Would You Spend $30,000 To Save $250,000?


We here at the San Joaquin Valley Clean Energy Organization - which is based in Fresno, one of the hottest regions of California and with some of the highest power bills in the state - are all about energy efficiency.

Frankly, it boggles my mind that more property owners, legislators and policy makers still don't understand that energy retrofits are a great investment. Wouldn't you, as the headline to this article says, commit $30,000 to save $250,000 in expenses later?

Is there any investor who would not think that was a good return? Certainly, Chris Martin, director of energy management at University of North Carolina at Chapel Hill, thinks so.
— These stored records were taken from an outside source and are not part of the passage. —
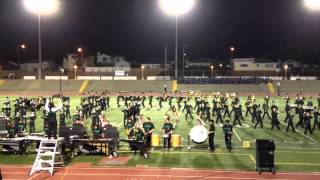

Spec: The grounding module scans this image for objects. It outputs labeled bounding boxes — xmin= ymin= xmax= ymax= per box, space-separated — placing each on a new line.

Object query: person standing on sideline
xmin=44 ymin=98 xmax=62 ymax=139
xmin=208 ymin=120 xmax=216 ymax=151
xmin=222 ymin=120 xmax=233 ymax=152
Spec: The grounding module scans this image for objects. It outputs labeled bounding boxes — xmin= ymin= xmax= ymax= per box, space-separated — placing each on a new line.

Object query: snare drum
xmin=171 ymin=134 xmax=181 ymax=147
xmin=151 ymin=133 xmax=160 ymax=147
xmin=189 ymin=125 xmax=208 ymax=144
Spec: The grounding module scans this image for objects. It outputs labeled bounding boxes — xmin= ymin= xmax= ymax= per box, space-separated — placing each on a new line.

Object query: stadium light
xmin=73 ymin=65 xmax=78 ymax=80
xmin=284 ymin=64 xmax=288 ymax=80
xmin=159 ymin=0 xmax=196 ymax=16
xmin=229 ymin=46 xmax=236 ymax=59
xmin=17 ymin=44 xmax=27 ymax=79
xmin=141 ymin=65 xmax=145 ymax=80
xmin=23 ymin=0 xmax=59 ymax=80
xmin=77 ymin=47 xmax=84 ymax=65
xmin=23 ymin=0 xmax=59 ymax=15
xmin=77 ymin=48 xmax=83 ymax=53
xmin=159 ymin=0 xmax=196 ymax=79
xmin=304 ymin=0 xmax=320 ymax=10
xmin=182 ymin=45 xmax=188 ymax=78
xmin=20 ymin=44 xmax=27 ymax=49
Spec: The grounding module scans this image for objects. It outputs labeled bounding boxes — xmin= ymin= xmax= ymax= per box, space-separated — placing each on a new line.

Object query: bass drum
xmin=189 ymin=126 xmax=208 ymax=144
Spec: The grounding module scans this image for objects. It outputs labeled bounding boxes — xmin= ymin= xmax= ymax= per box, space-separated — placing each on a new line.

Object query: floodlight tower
xmin=23 ymin=0 xmax=59 ymax=80
xmin=304 ymin=0 xmax=320 ymax=11
xmin=159 ymin=0 xmax=196 ymax=79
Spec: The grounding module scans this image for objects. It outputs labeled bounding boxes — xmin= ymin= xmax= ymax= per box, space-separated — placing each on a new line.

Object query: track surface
xmin=0 ymin=165 xmax=320 ymax=180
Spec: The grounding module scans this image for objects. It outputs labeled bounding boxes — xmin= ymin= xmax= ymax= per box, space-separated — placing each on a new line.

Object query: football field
xmin=0 ymin=96 xmax=320 ymax=172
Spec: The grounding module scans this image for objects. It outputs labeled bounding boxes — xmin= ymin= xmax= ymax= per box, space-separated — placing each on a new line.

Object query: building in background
xmin=231 ymin=58 xmax=279 ymax=71
xmin=20 ymin=61 xmax=50 ymax=72
xmin=141 ymin=63 xmax=163 ymax=69
xmin=96 ymin=52 xmax=131 ymax=68
xmin=282 ymin=59 xmax=303 ymax=69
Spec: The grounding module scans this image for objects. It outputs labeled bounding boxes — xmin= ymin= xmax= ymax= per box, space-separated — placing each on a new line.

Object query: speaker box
xmin=256 ymin=139 xmax=275 ymax=151
xmin=256 ymin=139 xmax=275 ymax=169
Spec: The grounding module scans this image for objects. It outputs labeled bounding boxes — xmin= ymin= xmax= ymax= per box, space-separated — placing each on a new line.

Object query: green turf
xmin=0 ymin=97 xmax=320 ymax=171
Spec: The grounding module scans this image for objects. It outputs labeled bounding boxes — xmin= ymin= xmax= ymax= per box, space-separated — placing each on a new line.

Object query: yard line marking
xmin=280 ymin=122 xmax=319 ymax=144
xmin=79 ymin=80 xmax=89 ymax=93
xmin=248 ymin=154 xmax=257 ymax=164
xmin=30 ymin=173 xmax=286 ymax=180
xmin=233 ymin=128 xmax=242 ymax=142
xmin=275 ymin=162 xmax=320 ymax=166
xmin=60 ymin=167 xmax=69 ymax=180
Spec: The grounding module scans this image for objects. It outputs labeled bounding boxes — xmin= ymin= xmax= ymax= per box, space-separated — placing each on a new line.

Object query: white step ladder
xmin=29 ymin=138 xmax=64 ymax=176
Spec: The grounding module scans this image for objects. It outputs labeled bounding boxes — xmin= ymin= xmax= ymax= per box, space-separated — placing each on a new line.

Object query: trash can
xmin=256 ymin=139 xmax=275 ymax=174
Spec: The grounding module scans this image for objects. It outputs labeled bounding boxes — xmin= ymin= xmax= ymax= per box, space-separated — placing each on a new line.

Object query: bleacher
xmin=178 ymin=78 xmax=270 ymax=84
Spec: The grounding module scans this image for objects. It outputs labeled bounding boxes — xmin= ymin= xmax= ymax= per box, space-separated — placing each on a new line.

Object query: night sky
xmin=0 ymin=0 xmax=320 ymax=63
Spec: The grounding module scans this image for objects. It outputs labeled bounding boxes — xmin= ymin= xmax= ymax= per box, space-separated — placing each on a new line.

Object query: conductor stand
xmin=29 ymin=138 xmax=64 ymax=176
xmin=256 ymin=139 xmax=276 ymax=174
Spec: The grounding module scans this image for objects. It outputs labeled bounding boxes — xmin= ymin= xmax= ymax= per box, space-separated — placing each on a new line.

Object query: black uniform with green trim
xmin=162 ymin=122 xmax=173 ymax=149
xmin=222 ymin=123 xmax=233 ymax=151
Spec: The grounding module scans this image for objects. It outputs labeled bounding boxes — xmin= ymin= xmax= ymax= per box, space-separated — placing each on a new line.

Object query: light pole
xmin=284 ymin=64 xmax=288 ymax=80
xmin=229 ymin=46 xmax=236 ymax=59
xmin=164 ymin=45 xmax=168 ymax=78
xmin=182 ymin=45 xmax=188 ymax=78
xmin=59 ymin=67 xmax=64 ymax=93
xmin=276 ymin=68 xmax=280 ymax=96
xmin=210 ymin=65 xmax=214 ymax=78
xmin=17 ymin=44 xmax=27 ymax=79
xmin=141 ymin=65 xmax=144 ymax=80
xmin=73 ymin=65 xmax=78 ymax=80
xmin=23 ymin=0 xmax=59 ymax=80
xmin=77 ymin=47 xmax=84 ymax=67
xmin=304 ymin=0 xmax=320 ymax=11
xmin=159 ymin=0 xmax=196 ymax=79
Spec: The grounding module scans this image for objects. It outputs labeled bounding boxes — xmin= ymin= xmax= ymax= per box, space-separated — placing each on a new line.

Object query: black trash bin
xmin=256 ymin=139 xmax=275 ymax=174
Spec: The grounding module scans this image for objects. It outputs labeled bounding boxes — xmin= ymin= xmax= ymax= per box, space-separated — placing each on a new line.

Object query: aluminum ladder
xmin=29 ymin=138 xmax=64 ymax=176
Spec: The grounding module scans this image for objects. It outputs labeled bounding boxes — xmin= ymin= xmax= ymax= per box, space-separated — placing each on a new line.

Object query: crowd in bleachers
xmin=178 ymin=78 xmax=270 ymax=84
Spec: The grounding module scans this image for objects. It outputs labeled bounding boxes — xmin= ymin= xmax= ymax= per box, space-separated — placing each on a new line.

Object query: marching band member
xmin=222 ymin=120 xmax=233 ymax=152
xmin=142 ymin=117 xmax=154 ymax=148
xmin=208 ymin=120 xmax=216 ymax=151
xmin=162 ymin=117 xmax=173 ymax=149
xmin=44 ymin=99 xmax=62 ymax=139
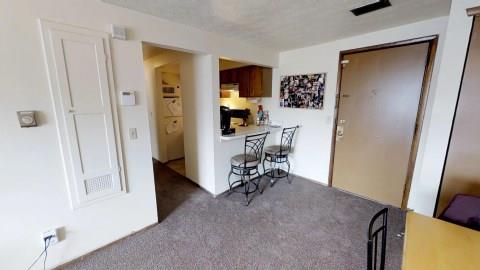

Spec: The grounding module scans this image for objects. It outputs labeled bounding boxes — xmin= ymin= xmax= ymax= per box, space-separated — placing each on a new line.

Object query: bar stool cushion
xmin=265 ymin=145 xmax=288 ymax=156
xmin=230 ymin=154 xmax=260 ymax=167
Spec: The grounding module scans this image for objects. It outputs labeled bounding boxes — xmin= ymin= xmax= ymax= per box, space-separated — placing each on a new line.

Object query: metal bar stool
xmin=262 ymin=126 xmax=299 ymax=186
xmin=228 ymin=132 xmax=270 ymax=206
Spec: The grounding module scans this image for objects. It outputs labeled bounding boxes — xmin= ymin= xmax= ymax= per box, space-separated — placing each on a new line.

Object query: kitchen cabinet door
xmin=249 ymin=66 xmax=263 ymax=97
xmin=237 ymin=67 xmax=250 ymax=97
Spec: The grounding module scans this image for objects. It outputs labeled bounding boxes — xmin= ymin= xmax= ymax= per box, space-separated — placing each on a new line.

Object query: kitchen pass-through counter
xmin=220 ymin=125 xmax=282 ymax=141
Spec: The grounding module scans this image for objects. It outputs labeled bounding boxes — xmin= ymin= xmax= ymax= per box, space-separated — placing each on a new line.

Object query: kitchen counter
xmin=220 ymin=125 xmax=282 ymax=141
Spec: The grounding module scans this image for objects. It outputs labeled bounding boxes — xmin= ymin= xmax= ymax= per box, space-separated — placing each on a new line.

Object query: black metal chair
xmin=367 ymin=208 xmax=388 ymax=270
xmin=228 ymin=132 xmax=270 ymax=205
xmin=262 ymin=126 xmax=299 ymax=186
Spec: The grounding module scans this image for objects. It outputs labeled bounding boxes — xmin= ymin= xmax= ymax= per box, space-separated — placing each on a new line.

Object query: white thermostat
xmin=17 ymin=111 xmax=37 ymax=127
xmin=120 ymin=91 xmax=135 ymax=106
He led one of 14 teams across the country that participated in an EPA-sponsored Biggest Loser-style contest to shed the most energy weight, according to this New York Times story.
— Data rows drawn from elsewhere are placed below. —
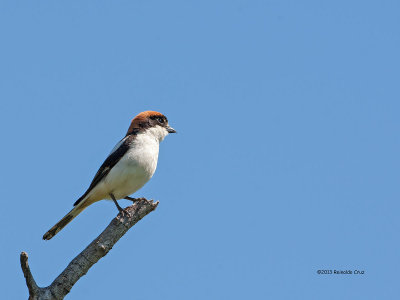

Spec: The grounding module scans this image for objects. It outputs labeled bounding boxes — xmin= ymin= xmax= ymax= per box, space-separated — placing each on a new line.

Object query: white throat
xmin=144 ymin=125 xmax=168 ymax=143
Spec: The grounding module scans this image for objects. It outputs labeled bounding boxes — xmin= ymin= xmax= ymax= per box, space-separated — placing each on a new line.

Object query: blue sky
xmin=0 ymin=1 xmax=400 ymax=300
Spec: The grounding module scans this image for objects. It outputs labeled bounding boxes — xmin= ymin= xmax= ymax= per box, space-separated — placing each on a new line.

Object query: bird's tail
xmin=43 ymin=203 xmax=88 ymax=240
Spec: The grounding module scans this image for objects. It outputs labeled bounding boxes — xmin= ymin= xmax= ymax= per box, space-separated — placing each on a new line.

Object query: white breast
xmin=101 ymin=133 xmax=159 ymax=199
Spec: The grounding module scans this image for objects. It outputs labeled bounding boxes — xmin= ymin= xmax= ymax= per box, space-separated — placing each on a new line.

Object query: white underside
xmin=82 ymin=126 xmax=168 ymax=203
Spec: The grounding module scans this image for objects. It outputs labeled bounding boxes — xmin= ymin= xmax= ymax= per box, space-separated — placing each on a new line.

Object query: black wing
xmin=74 ymin=135 xmax=133 ymax=206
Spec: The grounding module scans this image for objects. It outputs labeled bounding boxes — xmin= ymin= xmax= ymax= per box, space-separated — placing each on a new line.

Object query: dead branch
xmin=20 ymin=198 xmax=158 ymax=300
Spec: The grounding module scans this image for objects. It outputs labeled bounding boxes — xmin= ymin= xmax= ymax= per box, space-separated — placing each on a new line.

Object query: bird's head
xmin=126 ymin=110 xmax=176 ymax=141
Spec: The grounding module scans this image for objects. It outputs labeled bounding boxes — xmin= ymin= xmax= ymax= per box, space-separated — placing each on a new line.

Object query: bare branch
xmin=21 ymin=198 xmax=158 ymax=300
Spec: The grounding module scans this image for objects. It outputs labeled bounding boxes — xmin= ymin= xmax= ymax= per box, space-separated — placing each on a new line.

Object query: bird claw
xmin=119 ymin=208 xmax=131 ymax=218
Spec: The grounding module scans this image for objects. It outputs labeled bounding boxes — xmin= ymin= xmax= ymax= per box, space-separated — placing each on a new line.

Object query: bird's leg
xmin=110 ymin=194 xmax=129 ymax=216
xmin=124 ymin=196 xmax=144 ymax=202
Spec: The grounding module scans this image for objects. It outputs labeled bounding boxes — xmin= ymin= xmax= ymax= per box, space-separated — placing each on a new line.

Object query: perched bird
xmin=43 ymin=111 xmax=176 ymax=240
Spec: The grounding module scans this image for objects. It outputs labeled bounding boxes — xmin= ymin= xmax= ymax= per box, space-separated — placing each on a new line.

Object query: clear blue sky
xmin=0 ymin=0 xmax=400 ymax=300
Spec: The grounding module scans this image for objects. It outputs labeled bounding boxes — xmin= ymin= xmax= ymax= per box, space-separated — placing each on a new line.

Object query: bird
xmin=43 ymin=111 xmax=176 ymax=240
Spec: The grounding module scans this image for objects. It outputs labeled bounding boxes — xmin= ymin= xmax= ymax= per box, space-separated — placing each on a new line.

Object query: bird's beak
xmin=167 ymin=126 xmax=176 ymax=133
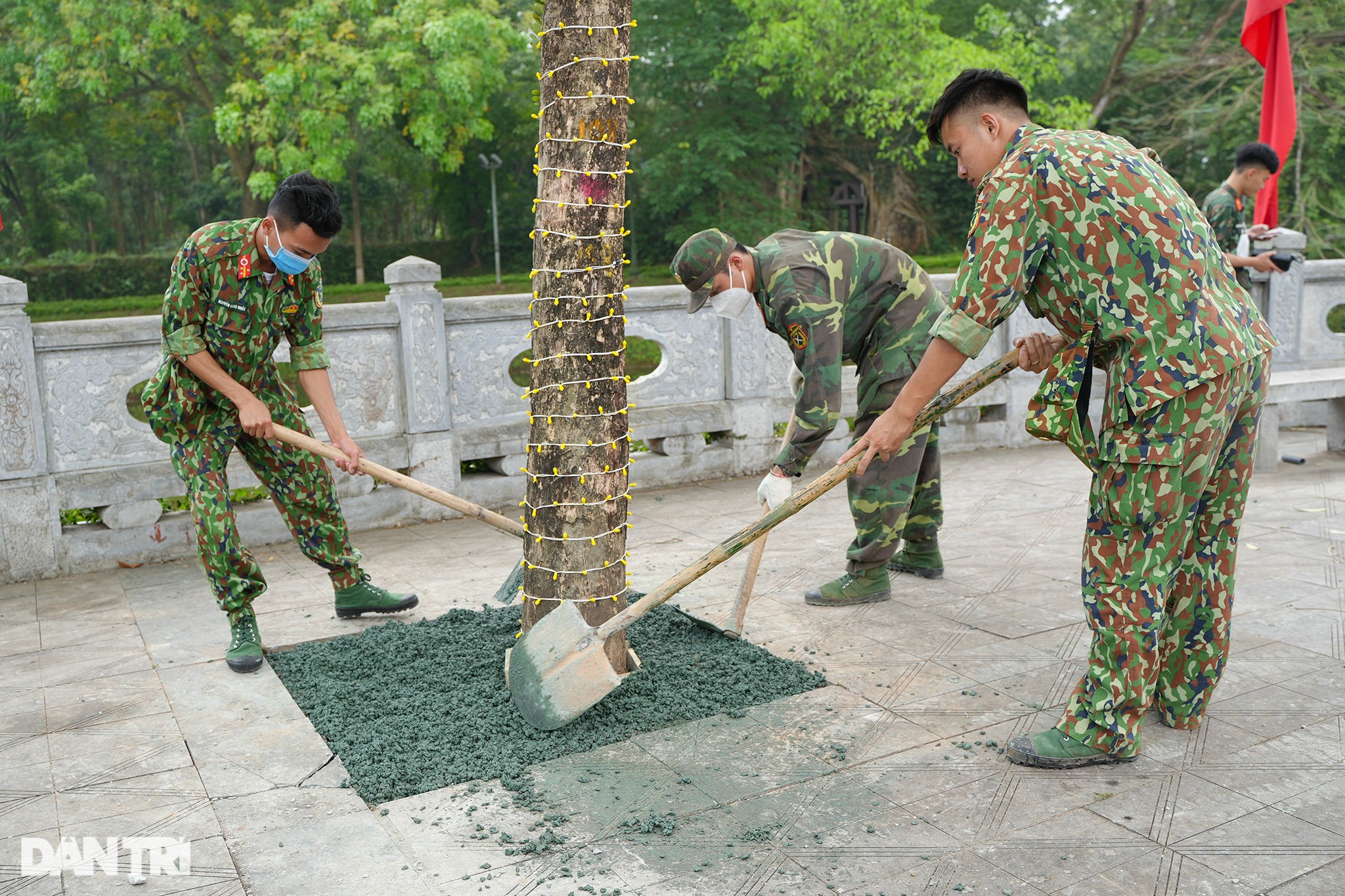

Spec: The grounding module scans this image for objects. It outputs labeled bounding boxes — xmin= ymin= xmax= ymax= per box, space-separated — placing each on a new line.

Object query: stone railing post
xmin=721 ymin=309 xmax=775 ymax=475
xmin=0 ymin=277 xmax=60 ymax=582
xmin=384 ymin=255 xmax=458 ymax=519
xmin=1252 ymin=230 xmax=1318 ymax=364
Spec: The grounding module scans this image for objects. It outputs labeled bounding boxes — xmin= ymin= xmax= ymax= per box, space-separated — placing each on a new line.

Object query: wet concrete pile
xmin=271 ymin=605 xmax=826 ymax=805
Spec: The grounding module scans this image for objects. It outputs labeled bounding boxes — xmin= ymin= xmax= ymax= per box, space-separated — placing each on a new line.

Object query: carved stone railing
xmin=8 ymin=245 xmax=1345 ymax=582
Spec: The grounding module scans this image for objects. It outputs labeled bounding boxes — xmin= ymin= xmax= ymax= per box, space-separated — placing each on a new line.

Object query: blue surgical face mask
xmin=265 ymin=218 xmax=313 ymax=277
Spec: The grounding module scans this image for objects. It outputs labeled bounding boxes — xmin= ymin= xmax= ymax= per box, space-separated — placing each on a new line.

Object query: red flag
xmin=1243 ymin=0 xmax=1298 ymax=227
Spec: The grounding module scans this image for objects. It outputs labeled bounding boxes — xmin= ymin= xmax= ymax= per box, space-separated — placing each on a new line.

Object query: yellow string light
xmin=519 ymin=19 xmax=639 ymax=605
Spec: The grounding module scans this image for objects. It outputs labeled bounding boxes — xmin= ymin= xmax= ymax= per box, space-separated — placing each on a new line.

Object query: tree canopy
xmin=0 ymin=0 xmax=1345 ymax=270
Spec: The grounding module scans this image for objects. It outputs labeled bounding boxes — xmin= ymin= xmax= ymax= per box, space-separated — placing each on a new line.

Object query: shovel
xmin=272 ymin=423 xmax=523 ymax=539
xmin=507 ymin=348 xmax=1018 ymax=731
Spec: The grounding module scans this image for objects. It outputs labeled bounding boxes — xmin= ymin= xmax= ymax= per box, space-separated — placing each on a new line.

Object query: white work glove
xmin=757 ymin=467 xmax=793 ymax=511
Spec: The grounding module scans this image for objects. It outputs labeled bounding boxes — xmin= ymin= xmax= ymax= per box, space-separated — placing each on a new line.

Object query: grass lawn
xmin=24 ymin=253 xmax=961 ymax=322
The Chapel Hill team spent $30,000 upgrading a residence hall on campus, and wound up slashing energy expenses $250,000, much of it by adjusting the heating and cooling system to run slower during moderate weather. All combined, the school cut energy use 36% .

The university engaged residents of the hall in the process. CityBiz Magazine said a touch-screen computer was installed in the dorm's lobby so students could track energy consumption. Each floor held energy-saving competitions, and reminders were posted in elevators, bathrooms, and common areas.

That means more money in university coffers. I don't know if Chapel Hill is strapped for cash, but I know a few campuses in California that would love the extra money.

Chapel Hill has seen the light, so to speak. Upgrades to 100 buildings on campus saved nearly $4 million last year, according to the New York Times. The average savings per building was $33,000. The average per-building investment: only $7,000.

"The payback is on the order of months, not years," Martin told the newspaper.

Other teams also got good returns for their investments. A Sears store in Maryland cut energy consumption 31.7%. A JC Penney outlet in Orange, Calif., reduced energy use 28.4%. Together, the 14 teams saved $950,000 on power bills.

Businesses and others in the San Joaquin Valley could probably reap good returns too. After all, temperatures reach triple digits in the summer. Businesses and families pay the price with heart-stopping power bills.

Retrofits and modifications such as these are the low-hanging fruit of the whole greening movement. Consider the iconic Empire State Building. A $20 million energy-efficiency upgrade, which includes more than 6,000 new windows, will shave $4.4 million annually off the power bill.

That's a payback of 4.5 years. Simply amazing.

Commercial building space in the United States covers a total of 79 billion square feet, and buildings, 80 percent of which are more than a decade old, are one of the leading sources of energy consumption and carbon emissions, said a recent report on commercial building energy efficiency by Boulder, Colo.-based Pike Research.

The report, "Energy Efficiency Retrofits for Commercial and Public Buildings," estimates potential annual energy savings of more than $41.1 billion if all commercial space built as of 2010 were included in a 10-year retrofit program.
Unfortunately, shredded budgets, the freezing of Property Assessed Clean Energy programs and an economic recession make it harder for businesses, homeowners and landlords to finance the upgrades.

But those who can manage it might enjoy a nice financial return.